It may not be a big chance of such events happening, but there is a chance. :wink:


----------



## DDBsR4Me (Jan 23, 2012)

My dog only gets clippings from my own horses, since I keep them at home. In my case, I know they are safe, 

But I can see your concerns about clippings at a boarding facility from horses that weren't your own.


----------



## creek817 (Feb 18, 2012)

My dog LOOOVES them. As soon as he discovered them, he's obsessed. Every time i go down to feed, twice a day, he just lays where the farrier was last time and nom noms the whole time I'm feeding haha. They're his favorite =) And, they're the only thing so far that he uses his front teeth on, so I love it!


----------



## creek817 (Feb 18, 2012)

Oh, and not totally related, but we gelded a foal on Thursday, and Dobby got to eat the....byproducts. hahaha, He loved them too!


----------



## AveryandAudrey (Sep 20, 2010)

When we had horses growing up, the Farrier would come and the dogs took the clippings before we could ever get them. t never seemed to hurt them.


----------



## Sprocket (Oct 4, 2011)

creek817 said:


> Oh, and not totally related, but we gelded a foal on Thursday, and Dobby got to eat the....byproducts. hahaha, He loved them too!


:suspicious:



That's so extraordinarily awesome!


----------



## creek817 (Feb 18, 2012)

Sprocket said:


> :suspicious:
> 
> 
> 
> That's so extraordinarily awesome!


Thanks! I thought so too haha. Dobby ate the first one, and Oscar, my stepdughter's JRT, started to eat the second one, and Dobby went straight up to him and stole it right out of his mouth! hahahaha. He's lucky Oscar is too nice to do anything but let him take it!


----------



## wolfsnaps88 (Jan 2, 2012)

Thanks everyone. I will try and see. Most of the clippings are from the foals. This is not a boarding facility. CREEK817....thank you. That visual will haunt me for at least a couple of weeks. 

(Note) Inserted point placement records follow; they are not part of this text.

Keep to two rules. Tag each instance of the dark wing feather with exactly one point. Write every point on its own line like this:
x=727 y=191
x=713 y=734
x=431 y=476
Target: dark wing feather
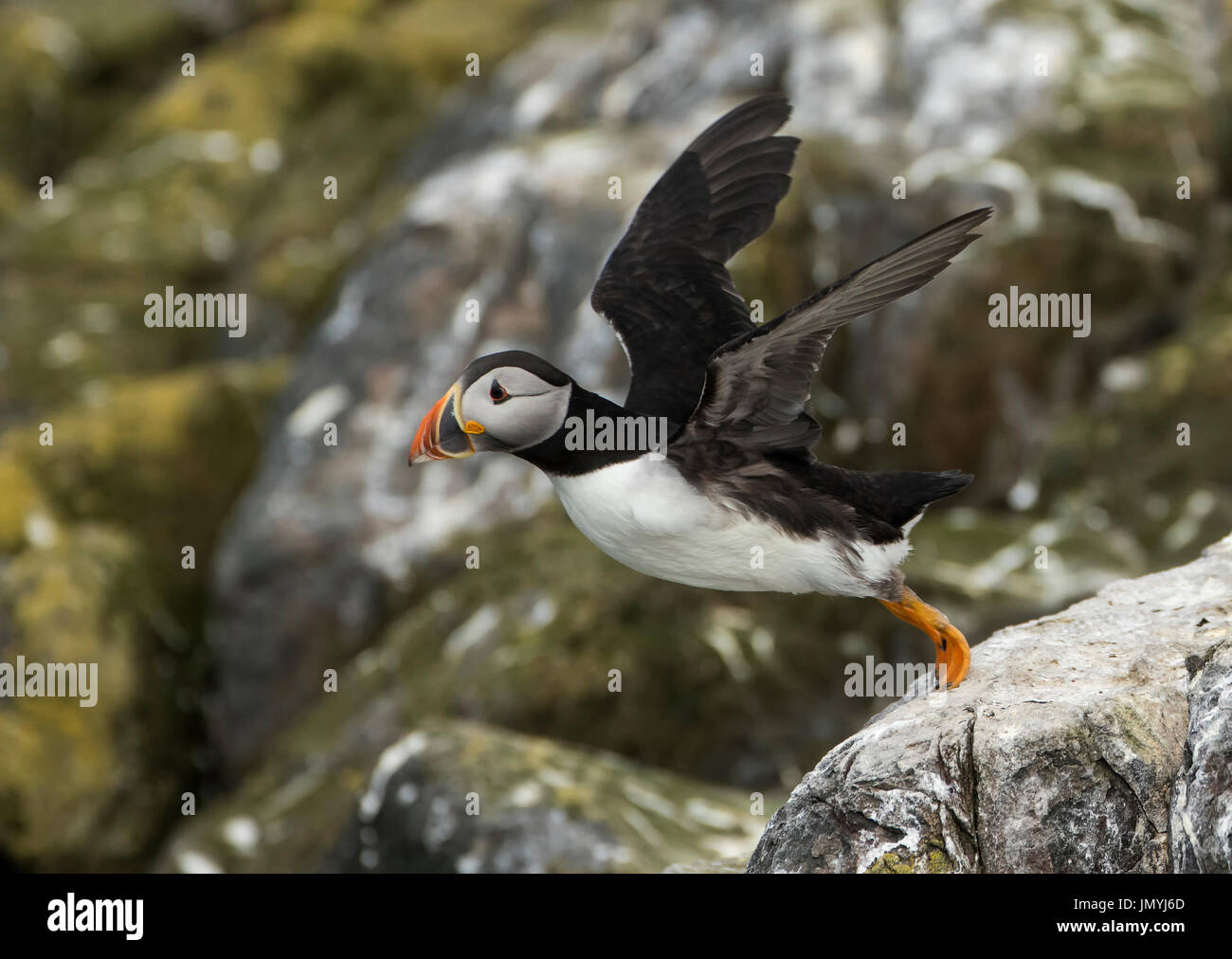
x=756 y=385
x=664 y=287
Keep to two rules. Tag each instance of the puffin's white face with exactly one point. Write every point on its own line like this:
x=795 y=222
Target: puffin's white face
x=516 y=408
x=501 y=408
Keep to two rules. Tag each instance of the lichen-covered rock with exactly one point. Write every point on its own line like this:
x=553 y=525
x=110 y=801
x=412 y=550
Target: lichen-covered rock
x=93 y=525
x=1087 y=741
x=1202 y=803
x=165 y=456
x=192 y=181
x=86 y=787
x=456 y=796
x=512 y=211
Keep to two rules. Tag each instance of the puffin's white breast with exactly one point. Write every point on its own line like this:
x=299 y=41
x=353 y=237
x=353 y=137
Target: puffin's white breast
x=645 y=516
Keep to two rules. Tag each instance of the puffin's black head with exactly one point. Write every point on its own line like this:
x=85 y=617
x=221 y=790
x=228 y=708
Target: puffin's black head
x=505 y=401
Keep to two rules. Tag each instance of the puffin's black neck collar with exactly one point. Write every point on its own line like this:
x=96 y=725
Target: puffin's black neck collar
x=557 y=455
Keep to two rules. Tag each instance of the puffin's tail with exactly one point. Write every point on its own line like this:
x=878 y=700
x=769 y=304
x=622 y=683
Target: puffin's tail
x=906 y=493
x=895 y=497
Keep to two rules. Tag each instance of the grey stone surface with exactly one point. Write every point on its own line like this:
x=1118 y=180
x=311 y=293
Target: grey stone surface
x=1095 y=740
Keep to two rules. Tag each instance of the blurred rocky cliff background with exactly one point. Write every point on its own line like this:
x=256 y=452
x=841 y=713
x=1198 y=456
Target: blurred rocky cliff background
x=456 y=685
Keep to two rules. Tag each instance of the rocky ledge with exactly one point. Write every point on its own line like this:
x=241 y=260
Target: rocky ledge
x=1095 y=740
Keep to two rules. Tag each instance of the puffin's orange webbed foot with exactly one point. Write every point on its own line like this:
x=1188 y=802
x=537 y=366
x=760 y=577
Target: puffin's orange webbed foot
x=952 y=654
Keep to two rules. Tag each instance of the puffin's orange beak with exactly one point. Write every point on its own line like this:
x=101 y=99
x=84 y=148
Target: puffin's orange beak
x=443 y=435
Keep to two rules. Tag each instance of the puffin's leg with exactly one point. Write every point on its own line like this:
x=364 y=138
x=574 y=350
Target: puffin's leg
x=952 y=654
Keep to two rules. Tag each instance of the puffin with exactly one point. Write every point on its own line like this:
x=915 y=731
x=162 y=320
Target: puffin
x=711 y=480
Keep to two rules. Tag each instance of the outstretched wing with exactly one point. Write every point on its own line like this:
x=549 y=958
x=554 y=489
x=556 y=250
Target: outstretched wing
x=664 y=287
x=758 y=384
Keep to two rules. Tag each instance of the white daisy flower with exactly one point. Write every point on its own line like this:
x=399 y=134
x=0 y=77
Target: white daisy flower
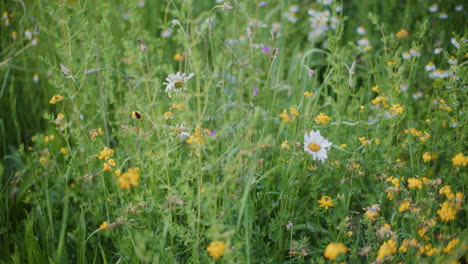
x=316 y=145
x=176 y=82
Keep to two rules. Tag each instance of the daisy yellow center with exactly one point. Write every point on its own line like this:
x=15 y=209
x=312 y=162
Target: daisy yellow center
x=314 y=147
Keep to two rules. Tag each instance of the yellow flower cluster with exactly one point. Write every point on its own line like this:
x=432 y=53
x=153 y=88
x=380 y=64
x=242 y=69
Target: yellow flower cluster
x=326 y=202
x=322 y=119
x=386 y=249
x=55 y=99
x=129 y=178
x=451 y=245
x=460 y=160
x=417 y=133
x=291 y=116
x=216 y=249
x=333 y=250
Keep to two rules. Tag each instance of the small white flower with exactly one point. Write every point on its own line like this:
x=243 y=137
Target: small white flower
x=316 y=145
x=176 y=82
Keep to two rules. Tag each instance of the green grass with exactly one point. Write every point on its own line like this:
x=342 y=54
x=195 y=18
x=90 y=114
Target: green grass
x=241 y=176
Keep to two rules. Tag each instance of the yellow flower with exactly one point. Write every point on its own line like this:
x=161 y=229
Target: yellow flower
x=386 y=249
x=55 y=99
x=104 y=225
x=404 y=206
x=333 y=250
x=178 y=57
x=326 y=202
x=460 y=160
x=447 y=212
x=451 y=245
x=402 y=34
x=322 y=119
x=372 y=212
x=216 y=249
x=414 y=183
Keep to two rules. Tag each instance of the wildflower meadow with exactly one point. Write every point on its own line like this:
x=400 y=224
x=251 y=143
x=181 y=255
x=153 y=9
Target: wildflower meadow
x=279 y=131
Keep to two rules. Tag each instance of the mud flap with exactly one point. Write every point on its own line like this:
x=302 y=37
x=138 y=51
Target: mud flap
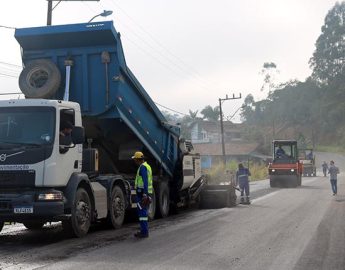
x=217 y=196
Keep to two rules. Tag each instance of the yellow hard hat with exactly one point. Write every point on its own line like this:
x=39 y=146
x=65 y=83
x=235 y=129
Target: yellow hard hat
x=138 y=155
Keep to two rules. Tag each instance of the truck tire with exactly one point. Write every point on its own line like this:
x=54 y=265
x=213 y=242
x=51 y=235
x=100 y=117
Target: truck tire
x=151 y=212
x=39 y=79
x=80 y=221
x=163 y=199
x=33 y=225
x=117 y=208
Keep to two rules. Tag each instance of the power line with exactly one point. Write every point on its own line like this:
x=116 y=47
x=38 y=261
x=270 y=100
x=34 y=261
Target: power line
x=7 y=27
x=17 y=93
x=170 y=109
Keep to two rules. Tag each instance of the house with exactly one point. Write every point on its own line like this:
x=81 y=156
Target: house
x=206 y=139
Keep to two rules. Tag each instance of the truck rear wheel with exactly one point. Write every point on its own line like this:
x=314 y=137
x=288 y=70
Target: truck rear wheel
x=33 y=225
x=163 y=199
x=40 y=79
x=80 y=221
x=117 y=208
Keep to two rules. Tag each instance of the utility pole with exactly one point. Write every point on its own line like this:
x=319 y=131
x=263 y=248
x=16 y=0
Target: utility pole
x=51 y=8
x=221 y=100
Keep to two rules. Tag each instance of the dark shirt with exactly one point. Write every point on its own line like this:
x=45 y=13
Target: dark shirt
x=242 y=175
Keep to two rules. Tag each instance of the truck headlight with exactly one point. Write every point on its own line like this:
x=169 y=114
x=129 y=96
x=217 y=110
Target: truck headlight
x=50 y=196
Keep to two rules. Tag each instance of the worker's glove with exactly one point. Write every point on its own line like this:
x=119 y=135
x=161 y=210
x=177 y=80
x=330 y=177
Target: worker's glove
x=146 y=200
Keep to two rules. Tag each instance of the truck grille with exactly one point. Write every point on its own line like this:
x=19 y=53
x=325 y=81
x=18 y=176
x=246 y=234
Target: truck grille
x=10 y=179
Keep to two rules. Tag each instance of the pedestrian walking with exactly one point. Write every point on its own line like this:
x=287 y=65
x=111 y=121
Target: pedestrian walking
x=242 y=180
x=144 y=189
x=333 y=172
x=324 y=168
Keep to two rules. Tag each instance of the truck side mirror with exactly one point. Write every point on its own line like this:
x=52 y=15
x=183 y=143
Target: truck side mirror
x=78 y=135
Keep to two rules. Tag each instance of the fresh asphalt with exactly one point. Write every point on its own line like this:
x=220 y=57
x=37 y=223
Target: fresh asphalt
x=296 y=228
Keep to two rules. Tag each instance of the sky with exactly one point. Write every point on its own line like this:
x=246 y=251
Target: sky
x=187 y=53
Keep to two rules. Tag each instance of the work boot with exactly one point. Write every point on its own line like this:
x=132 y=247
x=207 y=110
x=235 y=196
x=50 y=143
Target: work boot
x=141 y=235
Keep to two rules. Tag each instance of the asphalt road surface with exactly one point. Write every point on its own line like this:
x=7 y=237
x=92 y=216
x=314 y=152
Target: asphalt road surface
x=296 y=228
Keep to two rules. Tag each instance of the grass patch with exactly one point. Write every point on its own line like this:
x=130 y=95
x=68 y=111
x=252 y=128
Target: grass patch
x=331 y=148
x=218 y=173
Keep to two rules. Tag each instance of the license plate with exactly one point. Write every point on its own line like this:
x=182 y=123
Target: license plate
x=23 y=210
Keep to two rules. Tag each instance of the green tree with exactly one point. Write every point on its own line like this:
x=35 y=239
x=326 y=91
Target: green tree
x=328 y=60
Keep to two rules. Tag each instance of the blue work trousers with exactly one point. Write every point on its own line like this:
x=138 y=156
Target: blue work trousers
x=334 y=186
x=143 y=217
x=244 y=187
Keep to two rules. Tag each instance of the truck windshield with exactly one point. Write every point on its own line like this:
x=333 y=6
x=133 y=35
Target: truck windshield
x=30 y=126
x=285 y=151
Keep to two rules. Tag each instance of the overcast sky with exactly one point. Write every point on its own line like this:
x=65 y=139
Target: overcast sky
x=188 y=53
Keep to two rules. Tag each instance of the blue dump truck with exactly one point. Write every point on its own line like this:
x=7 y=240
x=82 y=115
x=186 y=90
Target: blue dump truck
x=77 y=74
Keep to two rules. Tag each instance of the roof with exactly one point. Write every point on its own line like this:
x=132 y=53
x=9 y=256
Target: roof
x=215 y=149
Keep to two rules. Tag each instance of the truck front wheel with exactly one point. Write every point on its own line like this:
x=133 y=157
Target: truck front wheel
x=33 y=225
x=40 y=79
x=80 y=221
x=117 y=207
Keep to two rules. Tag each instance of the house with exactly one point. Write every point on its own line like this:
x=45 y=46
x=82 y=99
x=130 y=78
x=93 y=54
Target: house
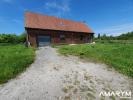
x=44 y=30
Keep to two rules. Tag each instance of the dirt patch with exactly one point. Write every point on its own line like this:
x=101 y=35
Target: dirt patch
x=55 y=77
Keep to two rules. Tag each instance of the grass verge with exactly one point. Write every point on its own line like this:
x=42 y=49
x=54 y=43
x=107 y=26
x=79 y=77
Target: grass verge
x=14 y=59
x=119 y=56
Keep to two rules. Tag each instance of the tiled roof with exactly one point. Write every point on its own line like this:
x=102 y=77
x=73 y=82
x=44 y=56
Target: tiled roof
x=39 y=21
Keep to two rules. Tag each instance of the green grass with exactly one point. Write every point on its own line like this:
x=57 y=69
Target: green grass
x=13 y=60
x=119 y=56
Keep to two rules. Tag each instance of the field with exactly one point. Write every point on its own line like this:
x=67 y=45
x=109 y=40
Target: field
x=13 y=60
x=116 y=55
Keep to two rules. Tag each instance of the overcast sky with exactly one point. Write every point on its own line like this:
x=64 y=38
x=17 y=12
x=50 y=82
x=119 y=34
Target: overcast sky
x=112 y=17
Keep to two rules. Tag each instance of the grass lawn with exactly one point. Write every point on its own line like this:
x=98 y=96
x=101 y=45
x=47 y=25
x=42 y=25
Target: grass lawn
x=13 y=60
x=119 y=56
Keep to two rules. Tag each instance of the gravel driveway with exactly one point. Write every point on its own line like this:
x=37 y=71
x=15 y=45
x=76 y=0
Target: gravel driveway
x=55 y=77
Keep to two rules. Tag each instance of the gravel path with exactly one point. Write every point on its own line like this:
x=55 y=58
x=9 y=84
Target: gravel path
x=55 y=77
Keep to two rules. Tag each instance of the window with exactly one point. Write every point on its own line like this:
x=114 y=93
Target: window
x=62 y=37
x=81 y=37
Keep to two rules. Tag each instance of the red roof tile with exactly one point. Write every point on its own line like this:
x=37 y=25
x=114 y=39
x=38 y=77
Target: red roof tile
x=33 y=20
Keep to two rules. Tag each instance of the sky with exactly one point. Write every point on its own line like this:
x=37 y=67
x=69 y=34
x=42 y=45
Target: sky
x=110 y=17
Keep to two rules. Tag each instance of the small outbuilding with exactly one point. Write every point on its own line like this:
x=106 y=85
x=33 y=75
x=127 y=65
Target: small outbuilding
x=45 y=30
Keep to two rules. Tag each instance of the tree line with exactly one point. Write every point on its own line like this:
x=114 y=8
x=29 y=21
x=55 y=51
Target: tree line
x=12 y=38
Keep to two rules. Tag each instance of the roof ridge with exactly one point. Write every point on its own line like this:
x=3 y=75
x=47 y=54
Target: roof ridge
x=54 y=17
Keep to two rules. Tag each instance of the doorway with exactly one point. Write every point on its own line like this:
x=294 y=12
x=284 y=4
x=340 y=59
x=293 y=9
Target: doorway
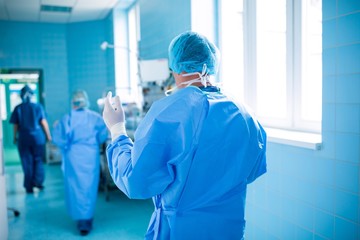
x=11 y=82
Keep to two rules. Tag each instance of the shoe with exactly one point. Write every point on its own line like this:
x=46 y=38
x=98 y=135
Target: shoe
x=40 y=187
x=84 y=226
x=29 y=190
x=84 y=232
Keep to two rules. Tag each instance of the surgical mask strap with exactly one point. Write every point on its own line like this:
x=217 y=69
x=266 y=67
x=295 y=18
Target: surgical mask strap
x=203 y=77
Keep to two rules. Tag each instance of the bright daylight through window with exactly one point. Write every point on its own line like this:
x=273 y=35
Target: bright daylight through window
x=271 y=58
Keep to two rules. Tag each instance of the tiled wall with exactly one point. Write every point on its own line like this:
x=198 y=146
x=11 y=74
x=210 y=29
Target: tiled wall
x=315 y=194
x=306 y=194
x=38 y=46
x=87 y=62
x=69 y=55
x=161 y=21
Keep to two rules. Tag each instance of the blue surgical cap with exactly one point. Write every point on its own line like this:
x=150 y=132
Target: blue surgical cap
x=189 y=51
x=26 y=93
x=80 y=99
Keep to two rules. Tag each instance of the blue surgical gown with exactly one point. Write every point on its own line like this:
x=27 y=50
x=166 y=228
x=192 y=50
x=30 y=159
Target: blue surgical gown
x=78 y=135
x=194 y=153
x=31 y=142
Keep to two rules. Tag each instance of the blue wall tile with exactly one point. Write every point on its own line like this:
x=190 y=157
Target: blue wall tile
x=305 y=216
x=348 y=88
x=347 y=205
x=325 y=171
x=347 y=118
x=324 y=224
x=167 y=21
x=347 y=176
x=39 y=46
x=348 y=60
x=329 y=61
x=329 y=84
x=345 y=31
x=87 y=62
x=325 y=198
x=303 y=234
x=329 y=9
x=348 y=6
x=347 y=147
x=345 y=229
x=328 y=144
x=329 y=35
x=328 y=116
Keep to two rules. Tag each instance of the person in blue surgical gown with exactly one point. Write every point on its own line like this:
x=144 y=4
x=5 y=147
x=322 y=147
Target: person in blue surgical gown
x=31 y=130
x=78 y=134
x=194 y=152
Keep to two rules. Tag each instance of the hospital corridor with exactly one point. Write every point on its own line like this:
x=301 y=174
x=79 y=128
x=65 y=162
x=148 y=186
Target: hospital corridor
x=180 y=119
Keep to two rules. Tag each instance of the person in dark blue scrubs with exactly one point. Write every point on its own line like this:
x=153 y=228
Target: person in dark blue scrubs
x=31 y=130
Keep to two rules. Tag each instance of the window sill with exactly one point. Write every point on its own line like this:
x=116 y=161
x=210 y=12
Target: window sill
x=298 y=139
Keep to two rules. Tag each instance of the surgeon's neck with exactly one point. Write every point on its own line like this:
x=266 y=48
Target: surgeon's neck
x=179 y=79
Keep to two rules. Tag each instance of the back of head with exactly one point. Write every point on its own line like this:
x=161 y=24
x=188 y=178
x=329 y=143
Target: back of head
x=26 y=93
x=189 y=51
x=80 y=99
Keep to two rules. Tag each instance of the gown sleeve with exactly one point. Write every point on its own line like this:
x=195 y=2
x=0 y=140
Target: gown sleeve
x=101 y=129
x=146 y=167
x=143 y=170
x=61 y=133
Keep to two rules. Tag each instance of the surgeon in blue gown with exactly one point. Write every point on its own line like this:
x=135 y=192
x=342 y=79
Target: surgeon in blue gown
x=31 y=131
x=78 y=135
x=194 y=153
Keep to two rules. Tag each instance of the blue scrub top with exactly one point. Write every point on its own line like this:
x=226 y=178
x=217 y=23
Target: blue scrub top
x=194 y=153
x=28 y=116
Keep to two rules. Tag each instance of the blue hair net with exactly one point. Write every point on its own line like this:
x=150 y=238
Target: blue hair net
x=189 y=51
x=26 y=93
x=80 y=99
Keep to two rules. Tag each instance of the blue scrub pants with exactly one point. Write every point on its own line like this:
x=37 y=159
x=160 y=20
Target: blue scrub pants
x=32 y=163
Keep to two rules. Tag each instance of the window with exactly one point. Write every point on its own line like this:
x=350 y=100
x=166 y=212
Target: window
x=271 y=58
x=126 y=37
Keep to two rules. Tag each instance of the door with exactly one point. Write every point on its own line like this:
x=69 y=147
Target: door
x=10 y=86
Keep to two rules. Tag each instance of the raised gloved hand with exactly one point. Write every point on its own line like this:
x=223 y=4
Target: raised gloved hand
x=114 y=116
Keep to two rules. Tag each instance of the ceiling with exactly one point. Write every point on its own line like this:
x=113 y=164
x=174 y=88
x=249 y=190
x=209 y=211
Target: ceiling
x=57 y=11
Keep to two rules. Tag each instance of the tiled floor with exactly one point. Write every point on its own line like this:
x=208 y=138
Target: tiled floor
x=43 y=214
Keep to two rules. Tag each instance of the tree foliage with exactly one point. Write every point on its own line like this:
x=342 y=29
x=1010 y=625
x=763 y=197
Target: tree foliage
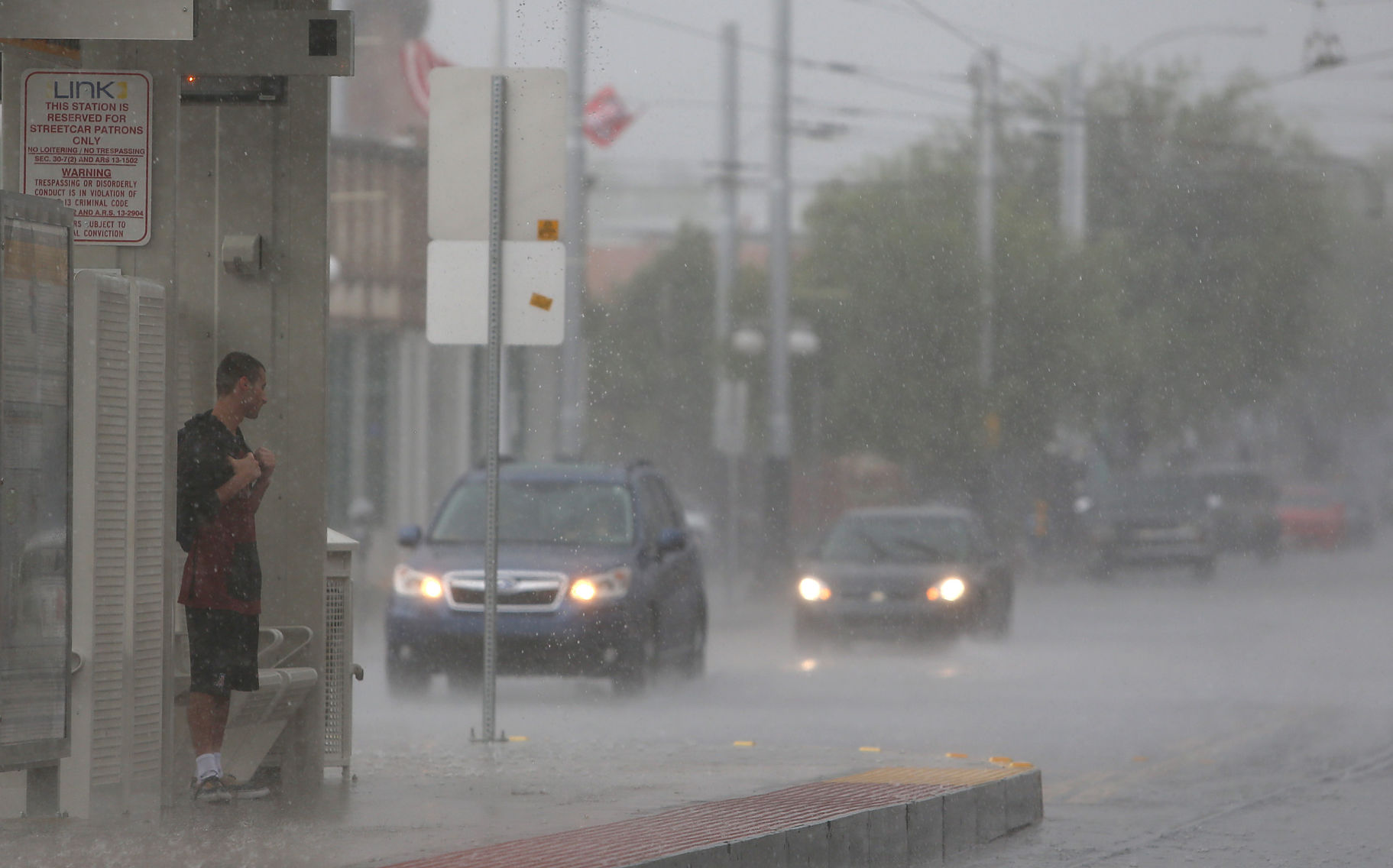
x=1196 y=290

Anyone see the movie Hostile? Its a torture porn really, husband wanted to watch it. They cut a man's penis off and a german shepard runs over and eats it. Raw diet at its finest


----------



## creek817 (Feb 18, 2012)

wolfsnaps88 said:


> Thanks everyone. I will try and see. Most of the clippings are from the foals. This is not a boarding facility. CREEK817....thank you. That visual will haunt me for at least a couple of weeks.
> 
> Anyone see the movie Hostile? Its a torture porn really, husband wanted to watch it. They cut a man's penis off and a german shepard runs over and eats it. Raw diet at its finest



ROFL. I tried to get pictures, but they were too quick for me, and I was kind of busy trying to help the vet with the foal! But really, they were quite small, and didn't look that different to him eating any other raw food - if that helps with the visuals. haha.

YOUR visuals on the other hand....yikes!!!!


----------



## Dude and Bucks Mamma (May 14, 2011)

I grew up with dogs eating horse poop and horse clippings. My doberman knew where we kept the poop wheelbarrow and she would help herself...

She and my rottie also hung out around the farrier when he came and both girls would steal the clippings.

I boarded my mare (in high school) at my trainer's and her corgis and her catahoula stole and ate the clippings off of whatever horse he was working on. Half of them were probably treated with something... They never died early or had any issues but they could have just been lucky. I, personally, would only give them clippings from "naked" horses.


----------